Even phones from Motorola require you to literally ask permission to unlock your bootloader via a form on their website, which they then unlock remotely or you enter some generated code.
Other manufacturers do the same, where you have to wait a period of like 45 days before being able to unlock, and then have to ask permission on their website to unlock your bootloader.
And good lock unlocking anything over 5 years old because the updated website doesn't support what you've got. Been there, it sucks.
To be fair, for "anything over 5 years old" you can probably find a privilege escalation exploit.
Do tell me when you find one for unlocking the bootloader of an LG G6, been looking for one for a few years now :)

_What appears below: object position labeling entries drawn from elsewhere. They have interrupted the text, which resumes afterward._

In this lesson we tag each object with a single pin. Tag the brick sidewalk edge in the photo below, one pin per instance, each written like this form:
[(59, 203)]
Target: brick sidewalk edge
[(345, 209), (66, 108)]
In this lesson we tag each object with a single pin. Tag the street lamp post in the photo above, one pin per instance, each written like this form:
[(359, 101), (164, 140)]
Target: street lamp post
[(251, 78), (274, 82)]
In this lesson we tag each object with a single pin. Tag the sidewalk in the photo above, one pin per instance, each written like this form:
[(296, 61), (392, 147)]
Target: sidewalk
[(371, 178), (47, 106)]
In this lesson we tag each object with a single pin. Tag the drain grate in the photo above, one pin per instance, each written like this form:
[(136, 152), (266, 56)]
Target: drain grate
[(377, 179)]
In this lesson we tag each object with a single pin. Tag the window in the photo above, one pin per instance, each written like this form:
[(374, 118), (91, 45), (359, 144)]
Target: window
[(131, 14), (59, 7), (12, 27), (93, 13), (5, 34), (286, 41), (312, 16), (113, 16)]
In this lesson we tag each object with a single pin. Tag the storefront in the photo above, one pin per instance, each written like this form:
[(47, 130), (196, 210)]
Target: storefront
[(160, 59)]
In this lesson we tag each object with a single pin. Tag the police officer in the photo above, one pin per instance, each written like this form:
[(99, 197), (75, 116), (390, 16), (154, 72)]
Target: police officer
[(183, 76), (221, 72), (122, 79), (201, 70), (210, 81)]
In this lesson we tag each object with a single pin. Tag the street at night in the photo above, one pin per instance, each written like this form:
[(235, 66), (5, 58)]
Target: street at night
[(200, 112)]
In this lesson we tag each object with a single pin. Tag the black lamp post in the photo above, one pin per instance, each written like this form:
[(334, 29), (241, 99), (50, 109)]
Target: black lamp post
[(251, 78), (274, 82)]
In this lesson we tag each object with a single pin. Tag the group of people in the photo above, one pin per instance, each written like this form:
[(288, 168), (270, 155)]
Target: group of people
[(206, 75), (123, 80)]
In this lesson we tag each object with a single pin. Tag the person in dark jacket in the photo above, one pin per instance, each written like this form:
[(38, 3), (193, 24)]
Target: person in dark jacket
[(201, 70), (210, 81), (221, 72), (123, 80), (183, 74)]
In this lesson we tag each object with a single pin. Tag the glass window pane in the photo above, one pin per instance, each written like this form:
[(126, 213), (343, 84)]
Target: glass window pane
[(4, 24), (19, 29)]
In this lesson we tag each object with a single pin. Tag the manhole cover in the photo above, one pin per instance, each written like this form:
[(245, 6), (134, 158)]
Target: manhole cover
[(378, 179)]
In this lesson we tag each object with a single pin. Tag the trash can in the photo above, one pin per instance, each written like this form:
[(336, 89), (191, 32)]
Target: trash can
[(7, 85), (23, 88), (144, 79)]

A 1st gen Verizon Moto X bootloader unlock would be nice as well.
the question is not "being able to", the question is "being able to with a reasonable effort".
wandering the web to find an exploit is way beyond my spare time.
That might get you root but not a bootloader unlock.
Many of them are actually not bootloader locked.
iiuc the OG Verizon Pixel has an unlockable bootloader, but the operating system doesn't let you unlock it, meaning root access should allow unlocking the bootloader.
some devices have a legitimately locked bootloader, which means you're SOL.
There are privilege escalation CVEs in bootloader code too. I remember unlocking some very early locked bootloaders this way in the early days of android.
So much rarer now. Its getting more and more locked down unfortunately.
A lack of security vulnerabilities isn't really a matter of being "locked down" but rather "not broken"
iiuc that is because malicious actors were buying phones in bulk, flashing them with backdoored/malicious operating systems, then re-selling them to people.